Der Wechselrichter wandelt den Gleichstrom der Photovoltaikanlage in Wechselstrom um, der für das Netz gebraucht wird. Er muss in der Regel nach etwa 10 bis 15 Jahren ersetzt werden. Ein üblicher Kaufpreis liegt bei ca. 1.000 €, Hinzu kommen ca. 1.000 € für die Montage.

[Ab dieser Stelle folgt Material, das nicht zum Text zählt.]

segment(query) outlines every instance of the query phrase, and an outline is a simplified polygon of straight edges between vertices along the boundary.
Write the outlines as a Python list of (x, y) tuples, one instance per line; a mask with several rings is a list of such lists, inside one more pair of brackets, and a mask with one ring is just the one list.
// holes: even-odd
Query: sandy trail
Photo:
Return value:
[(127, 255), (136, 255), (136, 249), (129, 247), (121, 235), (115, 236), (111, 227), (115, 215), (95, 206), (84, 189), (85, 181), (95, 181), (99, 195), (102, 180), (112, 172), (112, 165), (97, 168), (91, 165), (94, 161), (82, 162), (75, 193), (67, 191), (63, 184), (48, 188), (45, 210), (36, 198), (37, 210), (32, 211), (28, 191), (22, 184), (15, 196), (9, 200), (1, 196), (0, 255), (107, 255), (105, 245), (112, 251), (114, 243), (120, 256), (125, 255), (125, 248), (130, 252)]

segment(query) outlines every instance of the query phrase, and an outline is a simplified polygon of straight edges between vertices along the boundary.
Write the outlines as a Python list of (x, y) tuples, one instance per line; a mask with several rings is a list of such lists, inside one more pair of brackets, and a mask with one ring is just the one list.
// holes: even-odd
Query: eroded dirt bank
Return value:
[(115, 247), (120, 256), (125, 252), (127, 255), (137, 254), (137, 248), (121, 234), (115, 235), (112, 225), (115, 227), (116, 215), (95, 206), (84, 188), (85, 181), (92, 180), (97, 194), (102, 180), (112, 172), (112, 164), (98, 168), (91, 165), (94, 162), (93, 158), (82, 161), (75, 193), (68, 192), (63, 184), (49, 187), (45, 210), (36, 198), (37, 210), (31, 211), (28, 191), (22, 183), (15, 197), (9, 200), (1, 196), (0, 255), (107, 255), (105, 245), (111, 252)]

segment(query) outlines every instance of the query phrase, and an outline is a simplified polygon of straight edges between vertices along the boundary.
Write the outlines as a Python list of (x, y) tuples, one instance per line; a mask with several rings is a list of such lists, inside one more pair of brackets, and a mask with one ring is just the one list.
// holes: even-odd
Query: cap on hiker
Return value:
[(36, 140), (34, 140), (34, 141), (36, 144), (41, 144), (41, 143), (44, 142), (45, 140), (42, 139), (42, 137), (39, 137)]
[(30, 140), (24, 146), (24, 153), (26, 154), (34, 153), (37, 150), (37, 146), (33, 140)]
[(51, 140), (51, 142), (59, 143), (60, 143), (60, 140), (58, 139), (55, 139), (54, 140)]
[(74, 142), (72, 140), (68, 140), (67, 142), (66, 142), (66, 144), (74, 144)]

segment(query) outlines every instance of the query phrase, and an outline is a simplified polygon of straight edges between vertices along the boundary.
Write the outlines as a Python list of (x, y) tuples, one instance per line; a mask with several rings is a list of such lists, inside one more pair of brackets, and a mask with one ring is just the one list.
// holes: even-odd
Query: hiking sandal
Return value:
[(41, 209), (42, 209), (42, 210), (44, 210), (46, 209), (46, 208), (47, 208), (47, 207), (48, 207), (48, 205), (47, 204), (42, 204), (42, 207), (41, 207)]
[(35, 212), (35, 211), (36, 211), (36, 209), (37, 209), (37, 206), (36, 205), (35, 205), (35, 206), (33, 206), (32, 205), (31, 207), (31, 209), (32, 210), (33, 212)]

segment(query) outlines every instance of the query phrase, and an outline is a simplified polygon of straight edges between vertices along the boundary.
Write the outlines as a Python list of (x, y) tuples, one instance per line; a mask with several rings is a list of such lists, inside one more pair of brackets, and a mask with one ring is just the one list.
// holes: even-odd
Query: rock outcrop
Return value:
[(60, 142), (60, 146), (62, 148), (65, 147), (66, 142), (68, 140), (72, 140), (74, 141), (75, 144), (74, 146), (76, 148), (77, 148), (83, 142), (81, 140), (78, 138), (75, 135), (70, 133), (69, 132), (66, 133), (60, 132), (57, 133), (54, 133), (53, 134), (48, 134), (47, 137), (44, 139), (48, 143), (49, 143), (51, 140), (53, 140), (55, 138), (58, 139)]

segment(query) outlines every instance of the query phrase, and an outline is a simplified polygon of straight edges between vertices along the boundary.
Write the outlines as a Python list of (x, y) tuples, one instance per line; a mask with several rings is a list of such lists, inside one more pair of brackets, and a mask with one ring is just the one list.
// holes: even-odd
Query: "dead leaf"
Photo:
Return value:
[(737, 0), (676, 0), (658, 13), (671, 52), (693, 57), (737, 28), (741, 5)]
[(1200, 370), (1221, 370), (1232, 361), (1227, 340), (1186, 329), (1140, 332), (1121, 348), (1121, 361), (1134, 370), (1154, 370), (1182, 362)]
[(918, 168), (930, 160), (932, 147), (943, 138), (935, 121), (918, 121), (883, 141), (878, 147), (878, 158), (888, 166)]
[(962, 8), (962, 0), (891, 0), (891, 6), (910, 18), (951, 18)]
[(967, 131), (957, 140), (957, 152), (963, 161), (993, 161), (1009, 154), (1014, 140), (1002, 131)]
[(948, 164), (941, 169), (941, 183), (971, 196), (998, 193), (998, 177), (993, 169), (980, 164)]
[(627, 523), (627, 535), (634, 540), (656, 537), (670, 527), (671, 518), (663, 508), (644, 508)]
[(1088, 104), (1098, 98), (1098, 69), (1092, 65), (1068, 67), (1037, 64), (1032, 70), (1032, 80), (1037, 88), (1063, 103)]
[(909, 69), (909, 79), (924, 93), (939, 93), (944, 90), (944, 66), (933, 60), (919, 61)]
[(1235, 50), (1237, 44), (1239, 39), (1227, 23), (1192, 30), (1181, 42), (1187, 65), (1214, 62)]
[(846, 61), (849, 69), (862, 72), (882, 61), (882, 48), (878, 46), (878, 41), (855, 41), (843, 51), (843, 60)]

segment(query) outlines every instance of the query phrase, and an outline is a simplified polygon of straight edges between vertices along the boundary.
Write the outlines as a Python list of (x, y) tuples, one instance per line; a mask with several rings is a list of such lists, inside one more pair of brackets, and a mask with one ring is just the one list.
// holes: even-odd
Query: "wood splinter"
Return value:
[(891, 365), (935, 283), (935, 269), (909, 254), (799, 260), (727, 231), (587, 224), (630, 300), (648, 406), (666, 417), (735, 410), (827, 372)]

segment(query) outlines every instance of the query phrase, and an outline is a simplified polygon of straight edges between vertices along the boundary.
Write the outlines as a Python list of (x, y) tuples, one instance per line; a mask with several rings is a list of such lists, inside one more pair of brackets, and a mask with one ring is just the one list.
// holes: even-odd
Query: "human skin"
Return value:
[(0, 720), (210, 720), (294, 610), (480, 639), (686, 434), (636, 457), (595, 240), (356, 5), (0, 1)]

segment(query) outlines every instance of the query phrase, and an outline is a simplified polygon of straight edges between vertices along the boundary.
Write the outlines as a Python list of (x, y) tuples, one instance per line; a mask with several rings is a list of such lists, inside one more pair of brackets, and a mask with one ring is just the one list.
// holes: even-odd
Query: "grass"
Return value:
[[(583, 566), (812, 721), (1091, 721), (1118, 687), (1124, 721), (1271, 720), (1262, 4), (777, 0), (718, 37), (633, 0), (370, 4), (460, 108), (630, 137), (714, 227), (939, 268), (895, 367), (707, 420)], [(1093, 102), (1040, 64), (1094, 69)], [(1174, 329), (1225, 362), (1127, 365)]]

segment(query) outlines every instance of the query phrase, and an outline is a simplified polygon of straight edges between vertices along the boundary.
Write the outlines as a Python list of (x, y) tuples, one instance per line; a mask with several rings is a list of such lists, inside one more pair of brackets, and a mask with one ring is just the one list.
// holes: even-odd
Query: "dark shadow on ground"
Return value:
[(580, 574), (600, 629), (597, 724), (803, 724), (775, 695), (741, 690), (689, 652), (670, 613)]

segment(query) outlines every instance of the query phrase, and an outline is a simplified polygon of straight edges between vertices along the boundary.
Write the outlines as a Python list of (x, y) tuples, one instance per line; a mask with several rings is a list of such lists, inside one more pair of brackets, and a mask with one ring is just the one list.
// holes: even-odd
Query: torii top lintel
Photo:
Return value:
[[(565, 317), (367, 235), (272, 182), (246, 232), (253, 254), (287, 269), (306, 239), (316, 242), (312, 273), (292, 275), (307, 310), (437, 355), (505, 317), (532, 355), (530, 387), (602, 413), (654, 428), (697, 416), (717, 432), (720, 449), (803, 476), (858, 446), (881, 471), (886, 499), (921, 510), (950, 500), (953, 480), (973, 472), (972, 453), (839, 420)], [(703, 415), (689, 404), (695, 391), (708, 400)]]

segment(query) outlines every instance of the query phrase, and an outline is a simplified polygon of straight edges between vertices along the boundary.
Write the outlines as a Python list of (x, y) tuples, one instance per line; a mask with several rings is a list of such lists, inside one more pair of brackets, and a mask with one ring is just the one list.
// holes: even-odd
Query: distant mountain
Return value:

Dazu kommt die Versicherung, wenn die Anlage z.B. durch Sturm, Hagel, Blitzschlag, Tierbisse oder Diebstahl beschädigt wird. Viele Gebäudeversicherungen decken dieses Risiko gegen eine Gebühr mit ab. Auch eine Betreiberhaftpflicht-Versicherung ist zu prüfen, für den Fall, dass z.B. ein Sturm trotz fachgerechter Montage ein Modul abreißt und das Auto des Nachbarn beschädigt. Viele Privathaftpflichtversicherungen decken aber dieses Risiko bereits ab. Eine gute Versicherung kostet ca. 100 € pro Jahr, so die Stiftung Warentest. Über 20 Jahre gerechnet wären das also 2.000 €, wenn man die Inflation vernachlässigt. 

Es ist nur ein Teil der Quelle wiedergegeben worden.